Uno de los perfiles que agravan la situación ourensana es que no hay tramo de edad que eluda tasas negativas. Por ejemplo, entre los 25 y los 35 años —en los que los proyectos o la carrera profesional arranca— la bajada es del 13,6% entre los 25 y los 29 años y del 8,5% entre los 30 y los 35.  Entre los 50 y los 65 años, pese a estar a las puertas de la jubilación es donde se da la bajada menos cruenta, entre el 1% y el 2,2%. 

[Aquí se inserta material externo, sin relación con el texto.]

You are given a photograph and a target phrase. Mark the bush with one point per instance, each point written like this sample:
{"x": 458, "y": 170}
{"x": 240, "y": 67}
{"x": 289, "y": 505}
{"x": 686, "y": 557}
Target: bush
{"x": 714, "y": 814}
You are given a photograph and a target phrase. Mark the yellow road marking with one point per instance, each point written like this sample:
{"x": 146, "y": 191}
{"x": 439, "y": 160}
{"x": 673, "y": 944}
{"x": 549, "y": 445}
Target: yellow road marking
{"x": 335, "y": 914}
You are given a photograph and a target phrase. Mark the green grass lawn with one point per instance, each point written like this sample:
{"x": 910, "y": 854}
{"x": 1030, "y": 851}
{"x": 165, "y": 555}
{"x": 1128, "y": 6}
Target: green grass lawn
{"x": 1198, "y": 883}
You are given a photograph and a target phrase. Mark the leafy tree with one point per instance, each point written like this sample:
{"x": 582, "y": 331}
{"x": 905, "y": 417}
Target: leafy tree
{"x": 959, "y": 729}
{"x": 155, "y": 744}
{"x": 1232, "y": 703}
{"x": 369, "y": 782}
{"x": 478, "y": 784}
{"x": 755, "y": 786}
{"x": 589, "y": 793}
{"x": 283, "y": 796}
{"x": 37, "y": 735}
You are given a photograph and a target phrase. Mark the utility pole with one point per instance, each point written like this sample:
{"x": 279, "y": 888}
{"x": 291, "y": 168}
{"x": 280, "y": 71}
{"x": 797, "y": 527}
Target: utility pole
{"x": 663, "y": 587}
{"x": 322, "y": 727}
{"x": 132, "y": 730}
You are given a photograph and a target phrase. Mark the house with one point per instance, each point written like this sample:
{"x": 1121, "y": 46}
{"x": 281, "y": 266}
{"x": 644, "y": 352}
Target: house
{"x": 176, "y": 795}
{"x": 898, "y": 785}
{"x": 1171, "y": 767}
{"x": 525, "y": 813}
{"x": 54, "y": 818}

Todos los sectores cierran el ejercicio en números rojos


Los datos de la Seguridad Social no dejan lugar a dudas y describen una realidad con todos los sectores en números rojos. En agricultura el número de efectivos es de 2.996, con un descenso en el último año del 2,88%. En este caso la caída es más suave que la media gallega, que subió hasta el 3,33%, si bien la diferencia es notable ya que tanto la agricultura como la pesca mantienen en toda Galicia 29.255 autónomos. Por lo que respecta a la industria la caída es especialmente llamativa, llegando en abril pasado al 25,28% sobre el ejercicio anterior. Sin embargo, en esta actividad es muy fuerte la presencia de trabajadores por cuenta ajena (15.445) y muy relativa la de empleados autónomos, que se queda en 1.878 personas. En la construcción también hay una cifra importante de autoempleo, con 3.612 activos, pero con una destrucción del 4,17% de las altas. En la actividad de servicios, la Seguridad Social contabilizaba en abril 72.711 afiliaciones, de las cuales eran autónomos 15.349 con un descenso del 1,25%. En cuanto a la distribución por sexos, 14.467 son hombres, con un descenso del 4,76%, mientras que las mujeres suman 9.368, con un descenso en el último año del 3,64%.